中国迷爺爺の日記

中国好き独居老人の折々の思い

偕老同穴

2006-11-19 10:43:05 | 中国のこと
 近頃は中国でも離婚は増えてきているようだ。特に北京や上海では離婚率は50%を超えているとも聞く。北京や上海では高学歴、高収入の女性が多いのも原因の1つだと言う。西安の李真に聞いた話では、最近離婚した女性の友人は博士号を持っていて、夫は若い女性と不倫したと言うことだ。博士の女性は中国では怖がられている、人間には3種あって、男、女、女博士だと言われていると李真は言った。またある若い夫婦は、妻が夫に何の相談もせずにアメリカ留学の手続きをして、決まってから話をし、結局は別れたとのことだ。もともと新中国になってから女性は強くなったと言われているが、最近ではますますます強くなっていて、それが離婚の原因になっていることはあるようだ。

 李真の父親は、男も女も我慢することができなくなっているからだと言っているそうだが、それもあるだろう。よく知られていることだが、中国では人口増加抑制策として「一人っ子政策」が1979年から実施されて、その結果20年間で3億人の増加を抑えたとも言われている。しかし、その反面、一人っ子は「小皇帝」、「小公主」と呼ばれるように、甘やかされて育っている者が多いので、我儘で辛抱が足りなく、協調性や忍耐力が乏しいなど「4・2・1症候群」と言われる性格になっていることが多いようだ。中国のもうひとつの問題点でもある高齢化に伴って、4人の祖父母、2人の親、1人の子供という家族構成が増えて、「6ポケッツ」と言われるように、祖父母と両親が子供にいろいろなものを買い与えて甘やかしてしまうのだ。

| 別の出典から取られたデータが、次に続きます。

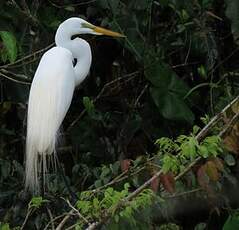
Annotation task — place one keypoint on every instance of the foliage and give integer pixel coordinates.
(178, 63)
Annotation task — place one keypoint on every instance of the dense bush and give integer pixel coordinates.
(133, 152)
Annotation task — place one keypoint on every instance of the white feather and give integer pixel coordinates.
(51, 94)
(50, 97)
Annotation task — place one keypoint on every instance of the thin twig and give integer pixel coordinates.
(77, 212)
(54, 219)
(107, 85)
(27, 56)
(60, 226)
(51, 219)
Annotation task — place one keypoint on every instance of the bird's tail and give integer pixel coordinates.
(42, 129)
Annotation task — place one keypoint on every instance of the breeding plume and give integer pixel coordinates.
(51, 93)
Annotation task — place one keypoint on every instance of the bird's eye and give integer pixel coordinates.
(74, 62)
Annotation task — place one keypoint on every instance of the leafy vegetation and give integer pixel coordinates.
(151, 138)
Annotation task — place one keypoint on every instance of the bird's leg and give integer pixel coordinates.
(61, 171)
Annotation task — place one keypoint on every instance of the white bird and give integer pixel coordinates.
(51, 94)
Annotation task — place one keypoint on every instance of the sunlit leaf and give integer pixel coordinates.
(10, 45)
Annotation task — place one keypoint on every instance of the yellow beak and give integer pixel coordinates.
(104, 31)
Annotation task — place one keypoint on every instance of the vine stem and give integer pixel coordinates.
(199, 136)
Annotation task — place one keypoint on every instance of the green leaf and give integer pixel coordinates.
(230, 160)
(232, 223)
(167, 92)
(10, 45)
(171, 106)
(89, 106)
(36, 202)
(232, 12)
(4, 226)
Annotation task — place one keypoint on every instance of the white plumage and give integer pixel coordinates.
(51, 94)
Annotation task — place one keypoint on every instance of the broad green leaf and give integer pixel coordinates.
(232, 12)
(10, 45)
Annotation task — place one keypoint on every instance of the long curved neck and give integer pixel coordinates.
(80, 50)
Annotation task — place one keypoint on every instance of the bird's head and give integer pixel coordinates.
(80, 26)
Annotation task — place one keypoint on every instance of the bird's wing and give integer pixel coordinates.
(50, 97)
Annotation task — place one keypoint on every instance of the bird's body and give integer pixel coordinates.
(51, 94)
(45, 114)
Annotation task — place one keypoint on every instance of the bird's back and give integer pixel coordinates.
(50, 97)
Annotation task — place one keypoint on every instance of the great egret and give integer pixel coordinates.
(51, 93)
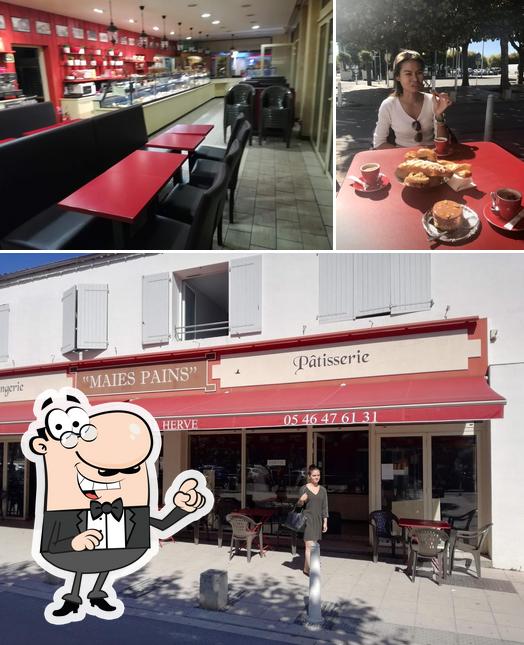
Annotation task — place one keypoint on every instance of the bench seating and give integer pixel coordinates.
(42, 169)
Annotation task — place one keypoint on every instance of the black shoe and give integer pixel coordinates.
(68, 607)
(102, 604)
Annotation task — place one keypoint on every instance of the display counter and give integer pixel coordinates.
(159, 110)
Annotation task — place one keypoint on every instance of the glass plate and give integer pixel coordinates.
(467, 230)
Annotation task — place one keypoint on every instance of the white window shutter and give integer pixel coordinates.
(410, 282)
(91, 316)
(69, 320)
(372, 284)
(155, 309)
(245, 295)
(4, 332)
(335, 287)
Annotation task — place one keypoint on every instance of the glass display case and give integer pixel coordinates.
(143, 89)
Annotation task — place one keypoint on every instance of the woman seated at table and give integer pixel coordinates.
(415, 117)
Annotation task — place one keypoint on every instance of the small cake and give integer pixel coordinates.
(447, 215)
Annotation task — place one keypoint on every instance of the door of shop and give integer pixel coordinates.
(429, 476)
(342, 456)
(13, 475)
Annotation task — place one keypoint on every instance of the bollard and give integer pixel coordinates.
(213, 589)
(314, 613)
(488, 125)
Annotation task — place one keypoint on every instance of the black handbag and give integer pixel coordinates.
(296, 520)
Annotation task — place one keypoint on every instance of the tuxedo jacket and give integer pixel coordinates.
(60, 527)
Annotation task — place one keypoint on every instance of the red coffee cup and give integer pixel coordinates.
(441, 145)
(370, 173)
(506, 202)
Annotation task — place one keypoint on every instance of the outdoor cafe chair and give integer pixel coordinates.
(461, 522)
(384, 525)
(470, 542)
(244, 530)
(428, 544)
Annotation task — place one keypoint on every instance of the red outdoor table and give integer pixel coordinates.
(175, 141)
(123, 191)
(391, 218)
(407, 523)
(194, 128)
(50, 127)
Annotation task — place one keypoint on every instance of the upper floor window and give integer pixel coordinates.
(360, 285)
(224, 299)
(84, 322)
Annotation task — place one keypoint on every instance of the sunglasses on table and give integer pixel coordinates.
(416, 126)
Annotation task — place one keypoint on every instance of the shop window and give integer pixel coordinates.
(362, 285)
(84, 322)
(4, 332)
(220, 300)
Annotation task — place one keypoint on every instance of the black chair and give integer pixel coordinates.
(205, 169)
(163, 233)
(276, 112)
(384, 525)
(461, 522)
(237, 101)
(213, 152)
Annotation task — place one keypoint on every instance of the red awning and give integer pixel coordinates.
(408, 401)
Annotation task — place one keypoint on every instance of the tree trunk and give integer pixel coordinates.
(465, 73)
(504, 71)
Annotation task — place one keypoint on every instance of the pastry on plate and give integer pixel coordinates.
(416, 180)
(422, 153)
(447, 215)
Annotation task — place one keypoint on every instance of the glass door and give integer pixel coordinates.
(402, 476)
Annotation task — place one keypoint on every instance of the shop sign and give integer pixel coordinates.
(446, 351)
(26, 388)
(144, 378)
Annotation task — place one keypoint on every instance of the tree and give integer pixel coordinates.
(366, 58)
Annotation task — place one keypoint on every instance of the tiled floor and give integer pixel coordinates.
(284, 200)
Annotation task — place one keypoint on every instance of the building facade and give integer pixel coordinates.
(399, 374)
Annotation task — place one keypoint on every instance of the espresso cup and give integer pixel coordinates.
(441, 145)
(370, 173)
(507, 202)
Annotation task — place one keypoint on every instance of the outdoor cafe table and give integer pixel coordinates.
(123, 192)
(191, 128)
(392, 218)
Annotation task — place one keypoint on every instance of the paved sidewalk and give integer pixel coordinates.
(363, 603)
(356, 118)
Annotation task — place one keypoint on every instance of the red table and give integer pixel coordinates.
(123, 191)
(391, 218)
(175, 141)
(50, 127)
(194, 128)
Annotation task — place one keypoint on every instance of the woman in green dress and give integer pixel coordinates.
(314, 499)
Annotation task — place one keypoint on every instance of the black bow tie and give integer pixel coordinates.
(116, 509)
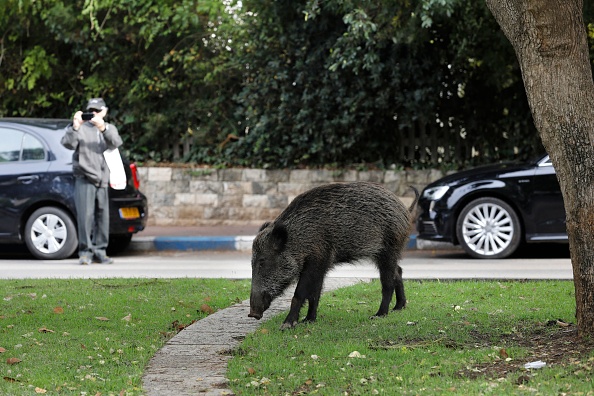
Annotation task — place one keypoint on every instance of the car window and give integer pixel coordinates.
(17, 145)
(10, 145)
(32, 149)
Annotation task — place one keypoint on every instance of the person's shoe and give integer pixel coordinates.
(104, 260)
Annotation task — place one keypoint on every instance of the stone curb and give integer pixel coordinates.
(238, 243)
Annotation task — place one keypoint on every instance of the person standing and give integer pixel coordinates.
(89, 136)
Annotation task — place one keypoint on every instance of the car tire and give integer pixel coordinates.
(489, 228)
(50, 234)
(118, 243)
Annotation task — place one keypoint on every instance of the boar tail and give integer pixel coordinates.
(413, 206)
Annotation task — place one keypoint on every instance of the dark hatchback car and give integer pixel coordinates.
(37, 192)
(490, 211)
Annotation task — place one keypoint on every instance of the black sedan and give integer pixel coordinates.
(490, 211)
(37, 192)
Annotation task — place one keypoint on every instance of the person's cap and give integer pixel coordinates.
(96, 104)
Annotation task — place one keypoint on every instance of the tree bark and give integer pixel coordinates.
(549, 38)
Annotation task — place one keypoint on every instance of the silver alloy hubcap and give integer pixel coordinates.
(488, 229)
(48, 233)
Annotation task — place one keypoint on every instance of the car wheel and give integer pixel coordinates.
(488, 228)
(50, 234)
(118, 243)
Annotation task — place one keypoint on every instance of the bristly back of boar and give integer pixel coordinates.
(329, 225)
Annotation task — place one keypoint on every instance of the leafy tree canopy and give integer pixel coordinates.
(274, 83)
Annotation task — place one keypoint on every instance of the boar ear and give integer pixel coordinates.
(264, 226)
(279, 236)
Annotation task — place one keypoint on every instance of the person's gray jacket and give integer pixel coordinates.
(88, 145)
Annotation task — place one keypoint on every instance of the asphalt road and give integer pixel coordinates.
(538, 263)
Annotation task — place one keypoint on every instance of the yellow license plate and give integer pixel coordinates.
(129, 213)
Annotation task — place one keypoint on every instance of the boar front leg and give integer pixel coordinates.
(399, 289)
(308, 288)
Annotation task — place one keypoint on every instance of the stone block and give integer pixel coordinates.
(207, 199)
(371, 176)
(184, 199)
(230, 174)
(237, 188)
(206, 187)
(266, 188)
(159, 174)
(258, 201)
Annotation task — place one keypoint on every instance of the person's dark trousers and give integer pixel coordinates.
(92, 212)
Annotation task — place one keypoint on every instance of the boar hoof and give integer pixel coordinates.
(288, 325)
(255, 315)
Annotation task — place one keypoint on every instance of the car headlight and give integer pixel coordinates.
(435, 193)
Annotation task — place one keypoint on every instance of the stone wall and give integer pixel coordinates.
(204, 196)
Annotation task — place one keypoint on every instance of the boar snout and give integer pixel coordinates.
(258, 304)
(256, 315)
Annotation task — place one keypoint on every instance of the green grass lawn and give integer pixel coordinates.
(459, 338)
(94, 337)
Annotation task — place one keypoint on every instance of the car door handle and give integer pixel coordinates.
(27, 179)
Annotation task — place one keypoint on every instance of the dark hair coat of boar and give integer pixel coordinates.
(325, 226)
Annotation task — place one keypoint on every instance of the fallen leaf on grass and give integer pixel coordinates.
(13, 360)
(205, 308)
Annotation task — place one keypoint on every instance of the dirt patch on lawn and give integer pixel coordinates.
(559, 345)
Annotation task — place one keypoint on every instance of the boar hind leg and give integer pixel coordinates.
(399, 289)
(387, 280)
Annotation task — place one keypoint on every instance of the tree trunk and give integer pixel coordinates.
(550, 41)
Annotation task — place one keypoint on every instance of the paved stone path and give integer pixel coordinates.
(194, 362)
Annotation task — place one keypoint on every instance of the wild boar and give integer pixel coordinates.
(326, 226)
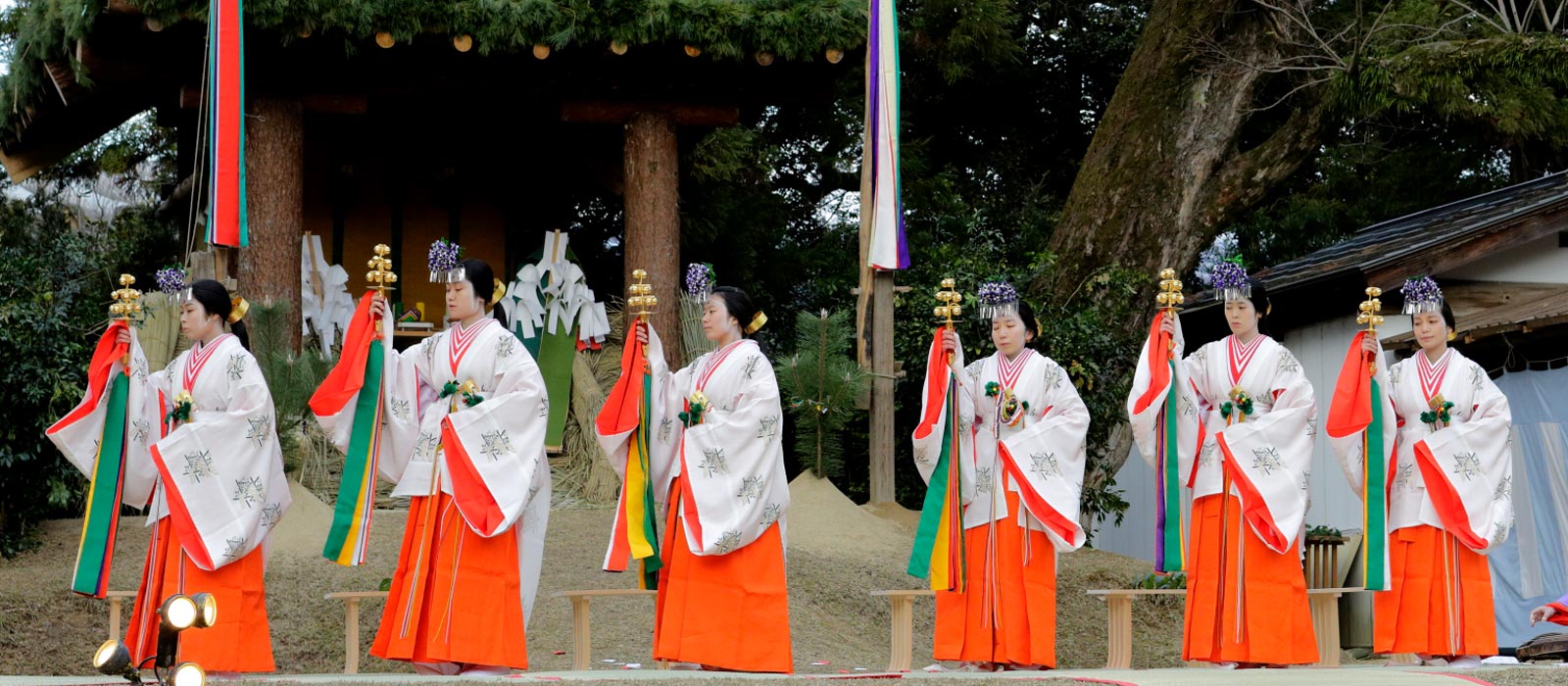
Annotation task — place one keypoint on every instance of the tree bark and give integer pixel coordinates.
(653, 218)
(1191, 140)
(269, 270)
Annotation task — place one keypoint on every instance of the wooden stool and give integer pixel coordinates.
(580, 620)
(902, 625)
(1325, 622)
(1118, 636)
(117, 602)
(352, 623)
(1118, 627)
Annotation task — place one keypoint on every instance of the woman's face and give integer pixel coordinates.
(1008, 334)
(1431, 331)
(1243, 317)
(462, 303)
(717, 323)
(195, 321)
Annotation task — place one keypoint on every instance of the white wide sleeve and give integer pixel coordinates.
(496, 450)
(1468, 468)
(223, 473)
(1269, 458)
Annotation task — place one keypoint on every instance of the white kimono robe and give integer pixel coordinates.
(1269, 453)
(1045, 453)
(490, 456)
(221, 473)
(1455, 478)
(733, 461)
(77, 434)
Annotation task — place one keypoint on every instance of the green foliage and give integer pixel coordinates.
(290, 377)
(797, 30)
(1176, 580)
(820, 382)
(55, 279)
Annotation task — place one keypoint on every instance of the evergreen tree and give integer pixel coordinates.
(820, 382)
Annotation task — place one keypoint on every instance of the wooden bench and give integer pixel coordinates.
(352, 623)
(902, 625)
(582, 620)
(1118, 636)
(117, 604)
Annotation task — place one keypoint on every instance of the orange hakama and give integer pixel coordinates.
(1246, 607)
(726, 612)
(1008, 612)
(1431, 567)
(455, 599)
(239, 643)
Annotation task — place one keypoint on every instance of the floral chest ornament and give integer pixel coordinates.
(1241, 405)
(182, 408)
(1010, 408)
(467, 392)
(697, 403)
(1439, 414)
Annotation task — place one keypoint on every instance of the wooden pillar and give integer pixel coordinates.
(882, 436)
(269, 270)
(875, 351)
(653, 218)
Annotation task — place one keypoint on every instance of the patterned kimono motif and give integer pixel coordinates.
(220, 492)
(1021, 483)
(1246, 589)
(721, 589)
(1450, 502)
(480, 499)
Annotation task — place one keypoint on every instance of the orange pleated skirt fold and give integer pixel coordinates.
(455, 596)
(1008, 612)
(728, 612)
(1440, 602)
(239, 643)
(1246, 604)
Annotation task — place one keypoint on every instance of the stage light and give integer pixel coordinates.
(187, 674)
(114, 660)
(208, 607)
(179, 612)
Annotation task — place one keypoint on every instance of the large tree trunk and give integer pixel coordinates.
(274, 185)
(1191, 140)
(653, 218)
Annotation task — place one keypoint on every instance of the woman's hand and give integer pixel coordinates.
(953, 346)
(1542, 614)
(1371, 345)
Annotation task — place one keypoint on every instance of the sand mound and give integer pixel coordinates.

だから長じても、結婚生活でも辛抱することができずに、すぐに別れるということになるのだろう。

 李真に「偕老同穴という言葉は死語になったか」と言ったら、知らないようだった。中国で最も古い詩集である「詩経」(前403~前221)にある言葉だそうで、「生きては共に老い、死しては同じ穴に葬られる」と言う意味。中国では「白頭到老(bai tou dao lao)」とか「白頭偕老(bai tou xie lao)と言って、結婚式の祝辞に使われるようだ。「離婚なんて考えたこともなかったな」と言ったら、「両親の世代もそうだよ」と李真は言った。李真の父親にとっても、中国の若い世代の風潮は理解できにくいことなのだろう。



偕老同穴。海綿動物の一種。
 竹籠の様な形で、内部にはガラス質の骨格がある。この中にはドウケツエビという小さ蝦が、しばしば雌雄一対で生涯を過ごしている。初めはこの蝦の名だったが、後に海綿の方の名称となった。